Various forms of secession have been discussed on the Internet, abetted by the fact that Red State America would be gladdened by getting rid of us. California would probably be all right on its own, although I'm sure water rights to the Colorado River would get nasty, a border war waiting to happen. (I wonder if Las Vegas would join up with us? After all, much of the commerce done there is by Californians, and Clark County voted pretty blue. Then we'd have a bigger claim on the Colorado...)
Barring successful independence from Jesusland, I've tried to figure out a graceful exit plan. There is a chance that tyranny will be overcome, and perhaps we will be a free country again in 2008, when I finish my residency, but I'm not holding my breath. So currently I'm looking for a place to deposit my money where I can hold it in pound sterling in anticipation of the impending massive devaluation of American dollar, once China decides it's done with subsidizing our massive deficit and gets rid of their hoard of dollars. I'm still a little wary of the Euro, although I suspect it will be much more stable than the dollar in the next few years, so we'll see. I still haven't figured out a country to emigrate to, though. One, I have to figure out somewhere where my M.D. would translate into a job. Two, I'd have to find a place where I wouldn't be driven to suicide by seasonal affective disorder. (So despite it's utopian-like society, this kind of X'es out Finland.) Now lest you believe I'll be surrounded by white people, well, I will be, but there are Filipinos everywhere. I've met Pinoys and Pinays from Norway, Denmark, Austria, you name it. Good thing I know a little Tagalog.

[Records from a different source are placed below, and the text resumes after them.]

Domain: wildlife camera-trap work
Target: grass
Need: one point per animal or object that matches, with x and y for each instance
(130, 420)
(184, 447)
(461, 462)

But I'm not in a hurry. I'll have to keep my ear to the ground in case there is a civil war, but maybe W will go the way of Nixon and fail to finish his term.
Wed, 29 Sep 2004top
red line to the sea
As I pine for non-asphalt dependent public transit in L.A., the City Council decides to support an expansion of the Red Line [registration required] The Red Line is L.A.'s only existing heavy-rail subway, which currently runs from Downtown L.A. (starting at Union Station) up to North Hollywood (trying to bite off of SoHo in NYC and calling itself NoHo), with a little spur that goes a little ways down Wilshire Blvd. That spur was actually suppose to go all the way to the Westside, but, unfortunately, there were a bunch of explosive methane pockets in the way (undoubtedly inspiring the movie "Volcano") The straw that broke the camel's back was the huge sinkhole that formed in Hollywood, and politics killed any more expansion. The MTA has instead focused on light-rail and improving the bus system.
But traffic down Wilshire Blvd. is horrrrible, and the stupid bus lanes are actually hurting businesses and making the traffic worse for cars, so they are now reconsidering.
The price tag is stupendous: $1 billion. (I feel like laughing evilly and maniacally, and putting my pinky in my mouth.) But if it happens, then L.A. is on its way to becoming a world class city.